Recognizing sounds implicates the cerebral transformation of input waveforms into semantic representations. Although past research identified the superior temporal gyrus (STG) as a crucial cortical region, the computational fingerprint of these cerebral transformations remains poorly characterized. Here, we exploit a model-comparison framework and contrasted the ability of acoustic, semantic (continuous and categorical), and sound-to-event deep neural network (DNN) representation models to predict perceived sound dissimilarity and 7 Tesla human auditory cortex fMRI responses. We confirm that spectrotemporal modulations predict early auditory cortex (Heschl’s gyrus) responses, and that auditory dimensions (e.g., loudness, periodicity) predict STG responses and perceived dissimilarity. Sound-to-event DNNs predict HG responses similar to acoustic models but, notably, they outperform all competing models at predicting both STG responses and perceived dissimilarity. Our findings indicate that STG entails intermediate acoustic-to-semantic sound representations that neither acoustic nor semantic models can account for. These representations are compositional in nature and relevant to behaviour.

This repository includes data, analysis code and results for the following paper:

Intermediate acoustic-to-semantic representations link behavioural and neural responses to natural sounds

Bruno L. Giordano^1*, Michele Esposito², Giancarlo Valente² and Elia Formisano^2,3,4*

1 Institut des Neurosciences de La Timone, UMR 7289, CNRS and Université Aix-Marseille, Marseille, France.

2 Department of Cognitive Neuroscience, Faculty of Psychology and Neuroscience, Maastricht University, Maastricht, Netherlands.

3 Maastricht Centre for Systems Biology (MaCSBio), Faculty of Science and Engineering, Maastricht University

4 Brightlands Institute for Smart Society (BISS), Maastricht University

*Corresponding authors.

E-mails: bruno dot giordano at univ-amu dot fr;

e dot formisano at maastrichtuniversity dot nl

In this paper, we re-analyse behavioural data from Giordano et al. (2010; perceived natural sound and word dissimilarity), and Santoro et al. (2017; 7T fMRI responses to natural sounds).

References:

- Giordano, B. L., McDonnell, J. & McAdams, S. Hearing living symbols and nonliving icons: Category-specificities in the cognitive processing of environmental sounds. Brain Cogn 73, 7–19 (2010).

- Santoro, R. et al. Reconstructing the spectrotemporal modulations of real-life sounds from fMRI response patterns. PNAS 114, 4799–4804 (2017).

## Repo structure

* Install.m: Matlab script called inside the analysis code to install toolboxes and declare relevant paths.

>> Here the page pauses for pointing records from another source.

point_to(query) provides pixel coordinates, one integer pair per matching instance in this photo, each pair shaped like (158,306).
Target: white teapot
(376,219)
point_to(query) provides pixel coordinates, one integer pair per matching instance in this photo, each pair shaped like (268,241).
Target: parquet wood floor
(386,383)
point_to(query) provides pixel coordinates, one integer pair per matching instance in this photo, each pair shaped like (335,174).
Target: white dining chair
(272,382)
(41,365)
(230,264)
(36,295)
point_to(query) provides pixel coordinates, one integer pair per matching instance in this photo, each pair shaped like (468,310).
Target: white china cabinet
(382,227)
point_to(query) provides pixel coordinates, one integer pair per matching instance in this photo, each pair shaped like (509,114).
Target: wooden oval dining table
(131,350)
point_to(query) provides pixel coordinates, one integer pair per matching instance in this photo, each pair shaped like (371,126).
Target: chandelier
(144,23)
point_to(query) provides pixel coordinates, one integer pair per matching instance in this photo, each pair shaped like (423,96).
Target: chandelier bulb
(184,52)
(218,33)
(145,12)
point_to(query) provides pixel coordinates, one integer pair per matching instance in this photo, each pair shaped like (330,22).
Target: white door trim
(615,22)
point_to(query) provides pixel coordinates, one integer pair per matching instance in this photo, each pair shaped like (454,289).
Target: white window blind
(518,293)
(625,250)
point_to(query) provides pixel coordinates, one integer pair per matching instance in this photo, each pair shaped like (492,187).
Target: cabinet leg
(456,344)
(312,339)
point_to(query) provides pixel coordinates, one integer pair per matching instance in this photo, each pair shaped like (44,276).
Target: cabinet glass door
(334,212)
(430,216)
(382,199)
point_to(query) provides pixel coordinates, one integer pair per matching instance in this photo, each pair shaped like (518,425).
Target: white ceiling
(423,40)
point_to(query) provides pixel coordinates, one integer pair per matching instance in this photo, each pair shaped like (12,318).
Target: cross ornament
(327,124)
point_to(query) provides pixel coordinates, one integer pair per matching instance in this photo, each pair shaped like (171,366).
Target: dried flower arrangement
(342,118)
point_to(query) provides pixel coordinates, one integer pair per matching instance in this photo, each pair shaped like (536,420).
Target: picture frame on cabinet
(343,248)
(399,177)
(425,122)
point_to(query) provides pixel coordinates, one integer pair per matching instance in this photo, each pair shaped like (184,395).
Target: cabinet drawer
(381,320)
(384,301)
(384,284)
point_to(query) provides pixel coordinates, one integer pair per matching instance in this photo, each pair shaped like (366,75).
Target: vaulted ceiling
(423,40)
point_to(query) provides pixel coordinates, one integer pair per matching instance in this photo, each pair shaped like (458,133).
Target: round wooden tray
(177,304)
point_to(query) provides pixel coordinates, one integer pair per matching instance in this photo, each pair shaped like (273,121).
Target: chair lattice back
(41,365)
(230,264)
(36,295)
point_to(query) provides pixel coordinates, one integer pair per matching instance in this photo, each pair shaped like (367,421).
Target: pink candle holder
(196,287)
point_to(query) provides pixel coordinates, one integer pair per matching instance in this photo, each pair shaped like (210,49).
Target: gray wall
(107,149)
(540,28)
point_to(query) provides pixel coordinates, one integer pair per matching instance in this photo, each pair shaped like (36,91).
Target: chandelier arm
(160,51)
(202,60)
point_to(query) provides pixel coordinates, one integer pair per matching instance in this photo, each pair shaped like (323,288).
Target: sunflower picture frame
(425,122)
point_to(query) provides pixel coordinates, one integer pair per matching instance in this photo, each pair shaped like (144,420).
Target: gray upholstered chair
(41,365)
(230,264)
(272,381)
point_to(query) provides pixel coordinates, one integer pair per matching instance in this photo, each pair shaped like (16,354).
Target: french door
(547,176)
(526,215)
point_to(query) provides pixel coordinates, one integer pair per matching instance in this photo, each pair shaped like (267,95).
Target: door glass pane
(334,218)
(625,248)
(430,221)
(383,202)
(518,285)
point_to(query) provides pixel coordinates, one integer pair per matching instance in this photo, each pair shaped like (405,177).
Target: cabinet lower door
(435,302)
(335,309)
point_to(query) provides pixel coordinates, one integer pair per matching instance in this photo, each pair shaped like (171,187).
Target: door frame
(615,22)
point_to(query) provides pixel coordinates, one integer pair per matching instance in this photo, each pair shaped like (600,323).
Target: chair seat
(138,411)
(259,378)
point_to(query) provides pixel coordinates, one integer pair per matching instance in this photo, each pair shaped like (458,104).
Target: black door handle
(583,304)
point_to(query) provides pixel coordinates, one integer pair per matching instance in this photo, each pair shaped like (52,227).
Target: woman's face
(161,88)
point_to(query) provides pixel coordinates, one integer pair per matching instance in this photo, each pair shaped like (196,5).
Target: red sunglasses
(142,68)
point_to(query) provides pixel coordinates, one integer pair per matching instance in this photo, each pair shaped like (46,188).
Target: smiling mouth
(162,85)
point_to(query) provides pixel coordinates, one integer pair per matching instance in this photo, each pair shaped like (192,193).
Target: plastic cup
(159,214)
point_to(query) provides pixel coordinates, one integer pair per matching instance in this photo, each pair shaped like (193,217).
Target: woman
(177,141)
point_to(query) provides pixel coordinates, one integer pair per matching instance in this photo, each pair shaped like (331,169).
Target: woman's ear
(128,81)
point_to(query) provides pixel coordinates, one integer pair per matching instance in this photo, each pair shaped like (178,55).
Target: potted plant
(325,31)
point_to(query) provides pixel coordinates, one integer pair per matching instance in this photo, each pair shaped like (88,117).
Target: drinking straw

* README_1st.txt: installation information (also included in this README.md)

* /code/: code used to fit the models to the stimuli and analyze the data.

Main analysis code:

* analyze_01_acoustic_models_distances.m (Matlab): fits acoustics models to sound stimuli and computes between-stimulus distances

* analyze_02_nlp_models.py (Python): computes natural language processing embeddings for the labels describing the sound stimuli, and the categories model (data from Santoro et al. 2017, only).

* analyze_03_semantic_distances.m : Matlab; computes semantic between-stimulus distances using the natural language processing embeddings or the categories model.

* analyze_04a_dnns_vggish.py (Python): fits the VGGish model to the sound stimuli;

* analyze_04b_dnns_yamnet.py (Python): fits the Yamnet model to the sound stimuli;

* analyze_04c_dnns_kell.py (Python): fits Kell's network to the sound stimuli;

* analyze_04d_dnn_distances.m (Matlab): computes between-stimulus distances considering the representations in the deep neural network (DNN) models VGGish, Yamnet and Kell.

* analyze_05_behaviour_fmri.m (Matlab): analyzes model representations in behavioural data and in fMRI data.

* analyze_06_fmri_models_of_behaviour.m (Matlab): computes the DNN-based models of fMRI data. These models are used to predict behaviour with the code in analyze_05_behaviour_fmri.m

* The rest of the code inside this folder is called by the main analysis scripts described above.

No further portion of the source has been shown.